Drupal 7 has a couple of problems which cause infinite recursion in URIs, which in turn adds unnecessary load to web servers when they are being crawled. The two main causes are:
1) Recursion caused by panel pages which allows it by default. (note that I'm not an expert on Drupal functionality, so if someone has an update on this please chime in. Also this may be a misconfiguration issue but I don't manage the actual Drupal sites, only the servers).
2) Subsite symbolic links. Drupal requires symbolic links for subsites that use the same core code. (https://www.drupal.org/docs/7/multisite-drupal/multi-site-in-subdirectories) For example:
www.url.ca = /var/www/html/url/ (core drupal site for "www.url.ca")
www.url.ca/subsite1 = /var/www/html/url/subsite1 -> /var/www/html/url/ (symlink)
Drupal decides which settings file to use, based on the URL and URI. It gets more complicated, but the above is a legitimate configuration scenario.
An unfortunate side effect is that certain URIs can then be recursively requested, for example:
www.url.ca/subsite1
www.url.ca/subsite1/subsite1 : this may request the exact same page as previously loaded.

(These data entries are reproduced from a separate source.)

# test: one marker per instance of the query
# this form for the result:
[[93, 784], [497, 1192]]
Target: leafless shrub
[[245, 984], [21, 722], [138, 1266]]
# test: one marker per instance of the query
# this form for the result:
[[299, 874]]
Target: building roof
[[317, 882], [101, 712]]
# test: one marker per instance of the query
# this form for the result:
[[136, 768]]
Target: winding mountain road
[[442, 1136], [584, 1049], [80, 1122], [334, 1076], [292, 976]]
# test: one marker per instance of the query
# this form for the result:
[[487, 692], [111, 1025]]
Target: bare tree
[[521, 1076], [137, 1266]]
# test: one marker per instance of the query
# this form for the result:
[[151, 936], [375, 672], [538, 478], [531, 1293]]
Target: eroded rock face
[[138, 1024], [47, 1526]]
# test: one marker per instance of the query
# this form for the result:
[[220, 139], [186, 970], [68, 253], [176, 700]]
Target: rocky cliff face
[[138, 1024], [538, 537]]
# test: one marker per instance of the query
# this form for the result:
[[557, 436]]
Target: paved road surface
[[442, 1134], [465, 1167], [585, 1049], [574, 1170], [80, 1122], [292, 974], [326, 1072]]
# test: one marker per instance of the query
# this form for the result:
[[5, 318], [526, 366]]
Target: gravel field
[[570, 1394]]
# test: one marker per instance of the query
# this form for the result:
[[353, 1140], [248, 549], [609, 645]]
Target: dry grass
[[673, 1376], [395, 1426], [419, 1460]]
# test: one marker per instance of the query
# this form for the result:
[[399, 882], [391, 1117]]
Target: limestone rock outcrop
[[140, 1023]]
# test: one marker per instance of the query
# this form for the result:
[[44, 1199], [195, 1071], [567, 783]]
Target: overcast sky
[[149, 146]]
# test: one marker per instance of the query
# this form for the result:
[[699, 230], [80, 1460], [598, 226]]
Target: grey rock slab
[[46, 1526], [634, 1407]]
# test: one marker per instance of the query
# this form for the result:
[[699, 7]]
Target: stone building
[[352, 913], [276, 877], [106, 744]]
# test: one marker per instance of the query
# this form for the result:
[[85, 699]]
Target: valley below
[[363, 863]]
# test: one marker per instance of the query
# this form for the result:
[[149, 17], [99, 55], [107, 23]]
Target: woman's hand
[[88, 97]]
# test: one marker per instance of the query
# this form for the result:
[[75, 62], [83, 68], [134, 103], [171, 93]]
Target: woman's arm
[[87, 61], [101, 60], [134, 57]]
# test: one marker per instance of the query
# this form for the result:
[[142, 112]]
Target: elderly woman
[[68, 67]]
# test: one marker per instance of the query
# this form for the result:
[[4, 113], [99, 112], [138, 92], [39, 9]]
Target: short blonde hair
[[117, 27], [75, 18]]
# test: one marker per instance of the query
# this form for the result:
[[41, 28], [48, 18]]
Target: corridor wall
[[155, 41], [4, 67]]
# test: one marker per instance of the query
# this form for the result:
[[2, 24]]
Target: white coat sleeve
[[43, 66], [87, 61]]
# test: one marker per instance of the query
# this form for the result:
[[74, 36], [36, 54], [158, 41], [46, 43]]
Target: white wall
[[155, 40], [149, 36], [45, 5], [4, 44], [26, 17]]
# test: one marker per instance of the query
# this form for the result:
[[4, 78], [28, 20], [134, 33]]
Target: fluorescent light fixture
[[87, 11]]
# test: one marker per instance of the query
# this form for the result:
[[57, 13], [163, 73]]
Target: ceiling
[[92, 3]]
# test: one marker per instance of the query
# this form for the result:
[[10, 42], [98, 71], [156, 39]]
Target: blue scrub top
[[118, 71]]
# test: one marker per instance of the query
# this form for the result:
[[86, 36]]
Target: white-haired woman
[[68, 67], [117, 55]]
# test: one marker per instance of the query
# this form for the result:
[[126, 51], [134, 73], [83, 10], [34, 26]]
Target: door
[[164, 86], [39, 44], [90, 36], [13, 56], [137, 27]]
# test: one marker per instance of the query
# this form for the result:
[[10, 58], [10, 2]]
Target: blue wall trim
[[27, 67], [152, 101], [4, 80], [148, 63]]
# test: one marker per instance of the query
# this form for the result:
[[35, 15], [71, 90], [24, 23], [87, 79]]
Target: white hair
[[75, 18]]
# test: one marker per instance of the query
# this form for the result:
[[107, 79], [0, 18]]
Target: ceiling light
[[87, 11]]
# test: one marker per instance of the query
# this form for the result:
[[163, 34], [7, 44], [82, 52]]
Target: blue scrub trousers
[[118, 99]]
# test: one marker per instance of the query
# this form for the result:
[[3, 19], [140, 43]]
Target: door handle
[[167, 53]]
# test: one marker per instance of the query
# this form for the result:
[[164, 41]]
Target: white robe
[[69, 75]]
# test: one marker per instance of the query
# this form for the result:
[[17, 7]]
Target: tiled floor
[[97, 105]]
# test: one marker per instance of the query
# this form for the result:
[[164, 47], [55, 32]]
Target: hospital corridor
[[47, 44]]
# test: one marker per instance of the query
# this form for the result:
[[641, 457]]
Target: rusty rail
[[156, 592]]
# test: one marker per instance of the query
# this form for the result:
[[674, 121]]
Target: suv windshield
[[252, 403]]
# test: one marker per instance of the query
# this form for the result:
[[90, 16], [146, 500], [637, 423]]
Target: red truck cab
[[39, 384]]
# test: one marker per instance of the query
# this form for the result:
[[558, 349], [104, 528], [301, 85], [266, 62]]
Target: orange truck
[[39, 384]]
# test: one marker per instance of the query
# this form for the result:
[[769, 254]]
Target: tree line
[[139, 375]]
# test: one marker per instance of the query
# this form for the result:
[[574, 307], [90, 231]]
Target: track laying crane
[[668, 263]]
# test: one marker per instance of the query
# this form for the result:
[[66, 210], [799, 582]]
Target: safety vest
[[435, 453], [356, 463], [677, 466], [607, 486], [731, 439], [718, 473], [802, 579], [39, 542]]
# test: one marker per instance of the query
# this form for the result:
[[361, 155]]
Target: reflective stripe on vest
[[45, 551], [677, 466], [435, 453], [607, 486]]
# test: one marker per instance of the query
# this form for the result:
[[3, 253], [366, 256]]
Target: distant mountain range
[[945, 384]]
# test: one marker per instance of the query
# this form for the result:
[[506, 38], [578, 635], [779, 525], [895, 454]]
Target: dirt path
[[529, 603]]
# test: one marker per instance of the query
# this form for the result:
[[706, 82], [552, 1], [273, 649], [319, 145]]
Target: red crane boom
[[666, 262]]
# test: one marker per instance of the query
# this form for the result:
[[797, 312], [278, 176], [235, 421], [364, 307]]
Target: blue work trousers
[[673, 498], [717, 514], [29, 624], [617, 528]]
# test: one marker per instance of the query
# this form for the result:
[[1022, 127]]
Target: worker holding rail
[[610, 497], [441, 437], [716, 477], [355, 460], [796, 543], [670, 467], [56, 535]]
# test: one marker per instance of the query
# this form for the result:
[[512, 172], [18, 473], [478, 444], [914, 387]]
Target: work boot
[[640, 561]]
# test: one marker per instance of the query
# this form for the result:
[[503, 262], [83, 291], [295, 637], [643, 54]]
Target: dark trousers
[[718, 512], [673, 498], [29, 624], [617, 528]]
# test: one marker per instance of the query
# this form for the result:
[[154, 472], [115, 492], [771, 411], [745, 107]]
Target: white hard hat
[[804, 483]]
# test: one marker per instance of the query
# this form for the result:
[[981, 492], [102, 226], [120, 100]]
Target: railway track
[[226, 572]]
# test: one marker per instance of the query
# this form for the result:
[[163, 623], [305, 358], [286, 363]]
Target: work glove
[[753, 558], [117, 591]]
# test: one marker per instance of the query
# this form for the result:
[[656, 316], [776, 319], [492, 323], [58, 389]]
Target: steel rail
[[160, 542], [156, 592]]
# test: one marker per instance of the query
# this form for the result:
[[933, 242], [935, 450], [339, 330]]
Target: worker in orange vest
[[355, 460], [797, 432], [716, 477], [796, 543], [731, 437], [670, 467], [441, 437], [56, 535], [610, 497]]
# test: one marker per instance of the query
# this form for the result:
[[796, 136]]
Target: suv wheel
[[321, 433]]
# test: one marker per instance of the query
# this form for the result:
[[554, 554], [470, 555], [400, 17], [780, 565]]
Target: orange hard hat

The problem is intensified when crawlers start following these loops. Drupal by default caches much of the content on the first request of a URI, and other caching layers do too. But, when a recursive page is hit, Drupal doesn't recognize the address and thinks it has never been cached, forcing it to regenerate the entire page. The same problem occurs even if you are using Varnish or Squid. It can cause quite a bit of extra load on the backend Apache servers depending on their configuration and available resources.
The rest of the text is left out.